Destarte já naquele tempo as falsificações dos gnósticos eram publicamente desmascaradas pelos homens base. A respeito de tais embates há alguma noticia no Panarion de S Epifânio.

Como de praxe eles costumavam dizer: a Igreja de Corinto só possui estas duas cartas de Paulo cuja memória conservou, a Igreja de Filipos conserva apenas esta carta de Paulo e não duas ou três, a Igreja de Roma guarda apenas uma carta de Paulo e não duas ou quatro, a Igreja de Jerusalem testifica que seu lider Tiago compos apenas uma única missiva e não três ou cinco...

E a controvérsia ficava dirimida. Pois os gnósticos não podiam responder ao desafio deles e dizer onde haviam encontrado ou de quem haviam recebido o tal Evangelho de Madalena ou os tais Atos de João.

As vezes ate sucedia que o autor do logro era decoberto, como aconteceu ao autor dos Atos de Paulo e Tecla que interrogado por seu Bispo, respondeu que havia escrito tal romance 'Por amor de Paulo'. Foi excomungado e a leitura de tal obra proibida...

Os Bispos ortodoxos detinham a sucessão e o legitimo governo das igrejas fundadas pelos apóstolos e por isso sabiam muito bem, por meio da tradição ou se quizerdes dos arquivos das igrejas, o que seus predecessores haviam escrito.
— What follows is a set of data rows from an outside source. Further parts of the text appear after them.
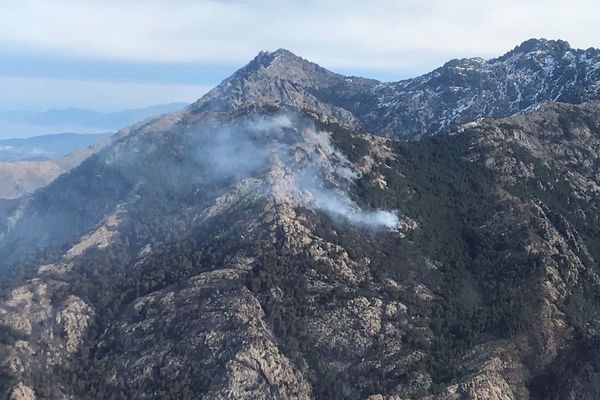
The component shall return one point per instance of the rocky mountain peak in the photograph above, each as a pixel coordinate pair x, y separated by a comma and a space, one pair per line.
540, 48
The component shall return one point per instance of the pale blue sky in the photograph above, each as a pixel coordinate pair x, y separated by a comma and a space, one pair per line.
115, 54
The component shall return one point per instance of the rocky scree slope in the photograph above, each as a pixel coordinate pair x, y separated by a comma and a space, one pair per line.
206, 257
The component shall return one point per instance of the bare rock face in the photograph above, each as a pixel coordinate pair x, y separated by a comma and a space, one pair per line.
460, 91
22, 392
273, 253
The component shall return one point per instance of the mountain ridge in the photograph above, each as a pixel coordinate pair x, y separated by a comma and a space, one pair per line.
455, 93
249, 248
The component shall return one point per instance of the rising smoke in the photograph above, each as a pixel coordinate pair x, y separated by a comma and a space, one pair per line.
324, 174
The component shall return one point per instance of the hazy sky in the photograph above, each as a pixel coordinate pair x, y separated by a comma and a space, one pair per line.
114, 54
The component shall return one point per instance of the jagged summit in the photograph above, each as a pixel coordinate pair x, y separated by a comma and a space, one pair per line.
238, 251
264, 59
458, 92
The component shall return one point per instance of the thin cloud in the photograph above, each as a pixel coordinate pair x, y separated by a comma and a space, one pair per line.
380, 34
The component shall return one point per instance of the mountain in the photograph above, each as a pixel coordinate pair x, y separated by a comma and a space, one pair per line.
20, 178
14, 122
247, 248
46, 147
458, 92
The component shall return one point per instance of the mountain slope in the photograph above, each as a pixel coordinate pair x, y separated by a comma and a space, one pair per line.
460, 91
273, 253
46, 147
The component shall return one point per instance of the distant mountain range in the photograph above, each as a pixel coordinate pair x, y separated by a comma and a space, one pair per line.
46, 147
16, 123
299, 234
460, 91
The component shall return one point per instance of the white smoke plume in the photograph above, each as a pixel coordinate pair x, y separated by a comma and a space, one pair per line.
324, 167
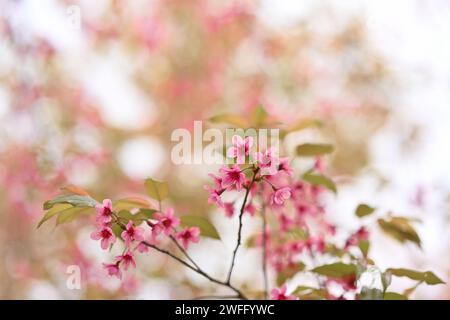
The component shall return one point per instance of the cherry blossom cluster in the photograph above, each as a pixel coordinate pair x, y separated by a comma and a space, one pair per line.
134, 237
296, 205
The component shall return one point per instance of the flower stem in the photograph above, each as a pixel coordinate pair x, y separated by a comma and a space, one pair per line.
264, 250
239, 236
239, 294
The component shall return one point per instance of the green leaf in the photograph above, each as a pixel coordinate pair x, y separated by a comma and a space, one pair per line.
320, 180
312, 150
333, 250
364, 246
73, 199
147, 213
304, 124
57, 208
400, 229
289, 272
336, 270
394, 296
310, 293
259, 116
428, 277
297, 234
130, 203
156, 189
232, 119
364, 210
386, 279
370, 294
117, 230
207, 229
70, 214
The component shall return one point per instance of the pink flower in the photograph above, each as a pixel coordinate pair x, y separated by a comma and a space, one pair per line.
280, 294
280, 196
268, 162
166, 222
132, 233
232, 177
214, 196
361, 234
104, 211
250, 209
284, 166
104, 234
113, 269
142, 248
126, 259
188, 235
229, 209
240, 149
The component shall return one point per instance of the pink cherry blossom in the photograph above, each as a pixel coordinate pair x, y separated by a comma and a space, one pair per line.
284, 166
104, 234
250, 209
113, 269
214, 196
104, 211
280, 196
132, 233
232, 177
126, 260
240, 149
268, 162
142, 248
228, 207
166, 222
360, 235
280, 294
188, 235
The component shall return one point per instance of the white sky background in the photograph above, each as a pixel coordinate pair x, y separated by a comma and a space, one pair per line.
414, 35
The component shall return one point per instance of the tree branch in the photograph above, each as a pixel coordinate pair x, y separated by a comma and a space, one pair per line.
239, 294
233, 260
264, 251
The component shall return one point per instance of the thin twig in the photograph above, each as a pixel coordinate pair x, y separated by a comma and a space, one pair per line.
264, 253
239, 294
216, 297
230, 272
184, 252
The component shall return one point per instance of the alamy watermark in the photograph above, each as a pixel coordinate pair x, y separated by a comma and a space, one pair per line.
73, 281
73, 13
229, 146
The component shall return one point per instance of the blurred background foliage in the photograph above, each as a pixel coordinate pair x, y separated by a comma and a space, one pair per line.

Aos gnósticos só restava o expediente de crismar suas obras com o nome de algum patrono poderoso... eis porque batizavam seus Evangelhos e atos com os nomes de Judas, Nicodemos, Pedro, Paulo, João, André, etc e ninguém pode negar que tivessem certa intuição de Marketing...

No entanto tal propaganda era falsa e enganosa porque as igrejas não possuiam memórias a respeito de tais escritos... elas não haviam testificado nem a saida nem a entrada dos mesmos e não havia fragmento ou pedaço de papiro que pudesse justifica-los. Dai terem sido ferreteados com o título de apócrifos, o qual desde então passou a ser sinônimo de falsos.

Outros, aos quais ainda restava algum pudor, alardeavam que a dita obra fora composta não por pedro ou Paulo mas por Silvano ou Glaucias, ouvintes seus. Ou mesmo ditada a eles... No entanto quem eram os tais Silvano, Glaucias, etc??? A respeito dos quais a igreja nada sabia...

Por todas estas razões assiste-nos o direito e o dever de acusar de improbidade aqueles todos que esforçam-se por confundir os genuinos monumentos apostólicos, compostos no século I; com as falsificações dos gnósticos compostas nos séculos II, III e IV. Entre a legitimidade de umas e outras há um verdadeiro abismo que se chama crítica documental.